As the pandemic has dissociated employee productivity from their physically being present in office, organisations do not expect their office space requirements to grow as fast as their workforce addition in the foreseeable future.
"We may add more people, but it is not necessary that we will increase office space in a similar proportion since we have adopted a hybrid model for our offices which is expected to be the trend in future,” ITC Head of Corporate Human Resources, Amitav Mukherji, told Business Today. The conglomerate has recently approved a hybrid work policy where employees can choose to work from any site other than the office in the base location for two days a week.
Multinational bank HSBC India’s Head of Human Resources Archana Chadha has seen cost efficiencies go up during the pandemic because of hybrid work. “We had to let go of a building. But we didn't have to hire another space. We were able to manage because of our flexible working arrangement.” The firm has begun classifying roles under four categories – office goers, hybrid office, hybrid remote worker or only home worker, which means that employees can decide to come into office all five workdays, 60-80 per cent times, 20-40 per cent times, or work completely from home, factoring in banking regulatory requirements and customer needs.

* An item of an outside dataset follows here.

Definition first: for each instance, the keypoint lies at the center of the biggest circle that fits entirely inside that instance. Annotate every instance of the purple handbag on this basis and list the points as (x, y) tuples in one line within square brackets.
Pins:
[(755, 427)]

BigBasket’s workforce has increased 60-70 per cent in the last two years, but the online grocer has not taken up any additional space, according to HR Head TN Hari. “We were thinking of actually of giving up office space very early on, but we held on to it for contractual reasons. So, you don't have to hire new offices, but you don't have to give it up either. Which means that as you grow, you don't your office space requirements will not grow as fast it will not be in proportion.”
This comes as co-working spaces have said they are seeing an increased demand from enterprise clients as well. But ITC doesn’t see the concept fitting into their immediate plans. Mukherji said it is better suited on a short term for organisations with a capacity constraint. “The advantage of a hybrid model with your own office space is that it provides opportunity for colleagues to interact, build on relationships and strengthen social equity.” It is considering changes to its office design as well. For its new offices, like the one coming up in Rajarhat in Kolkata, ITC is looking at more common areas to conduct meetings in twos and threes when employees come to work.
R. Swaminathan, Chief People Officer, WNS, also agrees with Mukherji’s point on real estate enabling culture building, especially among new employees. The business process management firm, another large MNC which so far had large format offices housing 4,000 employees under one roof, will explore the hub-and-spoke model now. “We'll probably look at smaller centres and smaller operations that we can geographically distribute in a given city.” He says they opened at least 7 such small offices in Mumbai and Delhi-NCR during the pandemic.